Vladyslava Kravchenko is a Paralympian and the current Chairperson of Malta Paralympic Athletes’ Council and the first female swimmer to represent Malta at the Paralympic Games since 1980. She represented the island at the Paralympic Games in Rio de Janeiro in 2016. In 2013, Kravchenko was named Malta’s para-athlete of the year and in 2017 she was awarded the Queen’s Young Leaders Award in recognition of her work to promote disability sports.

"Swimming at first was part of my rehabilitation process and helped me get stronger after a number of operations. In the water I felt free and strong again and loved it so much that I decided to take it up professionally."

Bobby Kasanga founded the Hackney Wick Football Club in 2015; Hackney’s first ever semi-professional football club in nearly a century. Not your average football club, the ethos is based on community engagement, uniting the local diverse groups as well as battling peer pressure and tackling gang influences. The club do this by offering educational workshops, sporting opportunities, mentoring and access to work opportunities, which actively engage with those already involved in gangs, or those on-the-brink of gang life. Kasanga speaks on his passion for sport and his personal journey. At a younger age Kasanga fell into a bad crowd and as result was sentenced to an eight-year imprisonment. During his incarceration, Kasanga wrote two novels (published in 2014 and 2015) and also studied for a degree in criminology and social policy. Whilst studying he identified there were underlying factors through social impacts and the surrounding influences that attributed to his previous behaviour. Primarily the lack of positive male role models, lack of opportunities and closure and abolishment of youth activities. Meeting many talented people in prison was inspirational to Kasanga and shortly after his release from prison in February 2015 he started Hackney Wick Football Club which now engages up to local 230 people every week and has hosted The Hackney Cup for Health which attracts 500 people annually.

"Football is always the thing I dreamed about doing, but I got caught up in the wrong crowd.

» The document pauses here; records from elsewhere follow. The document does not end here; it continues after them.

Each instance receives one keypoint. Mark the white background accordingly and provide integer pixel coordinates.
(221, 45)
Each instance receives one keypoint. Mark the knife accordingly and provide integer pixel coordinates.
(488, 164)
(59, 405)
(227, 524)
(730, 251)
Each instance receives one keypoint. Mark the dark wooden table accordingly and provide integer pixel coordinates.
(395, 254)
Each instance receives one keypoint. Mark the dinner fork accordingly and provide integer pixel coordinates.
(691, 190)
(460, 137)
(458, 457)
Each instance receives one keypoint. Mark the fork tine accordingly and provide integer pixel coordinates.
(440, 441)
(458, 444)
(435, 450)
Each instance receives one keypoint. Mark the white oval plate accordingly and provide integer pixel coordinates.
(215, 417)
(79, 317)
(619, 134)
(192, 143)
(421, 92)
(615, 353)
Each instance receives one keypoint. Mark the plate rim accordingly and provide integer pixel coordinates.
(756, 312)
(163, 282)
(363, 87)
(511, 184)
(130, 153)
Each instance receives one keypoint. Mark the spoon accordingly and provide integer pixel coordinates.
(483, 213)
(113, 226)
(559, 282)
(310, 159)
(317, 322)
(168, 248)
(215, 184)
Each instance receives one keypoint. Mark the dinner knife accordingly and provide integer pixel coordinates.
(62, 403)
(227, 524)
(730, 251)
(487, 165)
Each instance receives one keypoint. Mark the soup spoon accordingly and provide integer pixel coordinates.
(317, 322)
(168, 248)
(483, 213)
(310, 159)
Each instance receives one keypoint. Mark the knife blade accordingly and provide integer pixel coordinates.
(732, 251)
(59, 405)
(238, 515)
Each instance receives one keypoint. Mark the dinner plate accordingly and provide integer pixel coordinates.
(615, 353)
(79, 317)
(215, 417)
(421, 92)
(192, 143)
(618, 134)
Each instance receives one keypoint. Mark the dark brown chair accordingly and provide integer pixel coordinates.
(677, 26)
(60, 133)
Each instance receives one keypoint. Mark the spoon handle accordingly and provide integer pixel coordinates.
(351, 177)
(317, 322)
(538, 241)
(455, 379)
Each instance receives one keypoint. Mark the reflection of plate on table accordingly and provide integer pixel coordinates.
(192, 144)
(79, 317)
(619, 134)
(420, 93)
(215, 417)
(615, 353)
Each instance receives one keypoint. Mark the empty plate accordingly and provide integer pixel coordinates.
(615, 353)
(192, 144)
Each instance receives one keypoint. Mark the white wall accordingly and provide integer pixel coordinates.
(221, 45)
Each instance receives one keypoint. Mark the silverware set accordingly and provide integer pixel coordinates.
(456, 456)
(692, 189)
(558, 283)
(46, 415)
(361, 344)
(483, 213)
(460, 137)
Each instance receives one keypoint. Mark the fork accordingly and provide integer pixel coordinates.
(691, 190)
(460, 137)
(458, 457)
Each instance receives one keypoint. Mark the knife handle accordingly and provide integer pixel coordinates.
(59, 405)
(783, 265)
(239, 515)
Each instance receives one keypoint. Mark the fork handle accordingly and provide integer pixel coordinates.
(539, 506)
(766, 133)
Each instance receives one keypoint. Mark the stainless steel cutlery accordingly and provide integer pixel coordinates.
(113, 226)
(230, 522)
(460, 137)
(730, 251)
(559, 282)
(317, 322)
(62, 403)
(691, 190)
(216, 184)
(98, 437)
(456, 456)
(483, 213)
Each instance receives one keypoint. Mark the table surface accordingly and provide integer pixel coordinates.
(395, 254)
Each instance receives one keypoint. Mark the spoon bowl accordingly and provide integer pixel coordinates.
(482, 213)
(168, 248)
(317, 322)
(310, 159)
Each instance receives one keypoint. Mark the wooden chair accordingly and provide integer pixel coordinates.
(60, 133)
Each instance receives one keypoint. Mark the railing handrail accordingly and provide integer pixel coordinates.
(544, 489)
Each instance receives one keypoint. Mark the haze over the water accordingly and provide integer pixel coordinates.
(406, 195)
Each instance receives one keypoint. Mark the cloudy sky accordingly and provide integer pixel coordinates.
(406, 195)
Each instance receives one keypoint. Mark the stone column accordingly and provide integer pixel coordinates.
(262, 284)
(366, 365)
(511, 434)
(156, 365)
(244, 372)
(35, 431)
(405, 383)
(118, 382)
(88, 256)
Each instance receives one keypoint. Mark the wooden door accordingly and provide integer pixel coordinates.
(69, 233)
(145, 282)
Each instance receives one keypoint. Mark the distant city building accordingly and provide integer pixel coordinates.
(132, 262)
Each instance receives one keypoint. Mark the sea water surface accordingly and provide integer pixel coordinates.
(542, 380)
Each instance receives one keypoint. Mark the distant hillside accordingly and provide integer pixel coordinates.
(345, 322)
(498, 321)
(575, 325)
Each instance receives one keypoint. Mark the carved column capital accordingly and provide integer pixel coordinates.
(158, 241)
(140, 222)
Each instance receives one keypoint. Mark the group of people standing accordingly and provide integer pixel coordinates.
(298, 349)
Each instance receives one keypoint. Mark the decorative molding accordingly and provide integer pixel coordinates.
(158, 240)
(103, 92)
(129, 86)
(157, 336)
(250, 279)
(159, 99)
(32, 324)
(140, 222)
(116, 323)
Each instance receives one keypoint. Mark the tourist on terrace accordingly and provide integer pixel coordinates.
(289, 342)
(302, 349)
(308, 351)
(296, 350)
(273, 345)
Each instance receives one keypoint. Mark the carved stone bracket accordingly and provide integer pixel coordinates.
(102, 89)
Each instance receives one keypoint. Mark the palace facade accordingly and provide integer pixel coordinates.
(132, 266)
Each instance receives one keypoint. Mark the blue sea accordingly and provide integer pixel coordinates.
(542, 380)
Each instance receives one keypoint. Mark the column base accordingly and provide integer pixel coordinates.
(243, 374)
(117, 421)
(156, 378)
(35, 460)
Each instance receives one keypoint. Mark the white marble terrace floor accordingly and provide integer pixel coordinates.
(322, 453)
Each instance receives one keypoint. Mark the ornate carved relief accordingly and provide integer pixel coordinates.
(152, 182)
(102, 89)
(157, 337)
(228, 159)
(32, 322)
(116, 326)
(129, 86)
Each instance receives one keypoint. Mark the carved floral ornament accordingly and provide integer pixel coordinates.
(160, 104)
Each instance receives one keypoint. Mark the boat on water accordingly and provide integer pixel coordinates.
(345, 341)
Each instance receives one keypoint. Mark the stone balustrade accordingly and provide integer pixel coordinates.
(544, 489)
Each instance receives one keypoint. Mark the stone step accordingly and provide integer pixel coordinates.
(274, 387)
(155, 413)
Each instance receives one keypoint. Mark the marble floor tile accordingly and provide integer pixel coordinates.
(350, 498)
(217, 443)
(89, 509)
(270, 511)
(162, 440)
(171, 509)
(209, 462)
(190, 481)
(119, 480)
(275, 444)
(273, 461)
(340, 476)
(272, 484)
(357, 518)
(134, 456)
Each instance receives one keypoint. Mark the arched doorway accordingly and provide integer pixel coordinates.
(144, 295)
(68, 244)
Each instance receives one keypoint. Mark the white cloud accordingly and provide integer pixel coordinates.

When I was inside, I saw football was the thing that got everyone together because they all wanted to be involved”.

Will Roberts is the Chief Operating Officer of the Youths Sports Trust which enables young people to harness the power of sport, physical activity and PE to increase chances through improved wellbeing, healthier lifestyles and greater attainment. The Trust reaches around 20,000 schools across the UK and operates on a local, national and global level. Having previously led the development of the School Games National Finals since 2007, Roberts has considerable experience in the development of sporting opportunities for young people through competitive sport, coaching and volunteering, and for talented young people. Roberts is responsible for ensuring the effective and efficient delivery of the development programmes for young people. This includes the large-scale national programmes which reach hundreds of thousands of young people each year, through to the small scale highly focussed piece of development work and our range of national camps. In this role, Roberts also plays a key part in managing relationships with a number of major public and private sector partners in sport.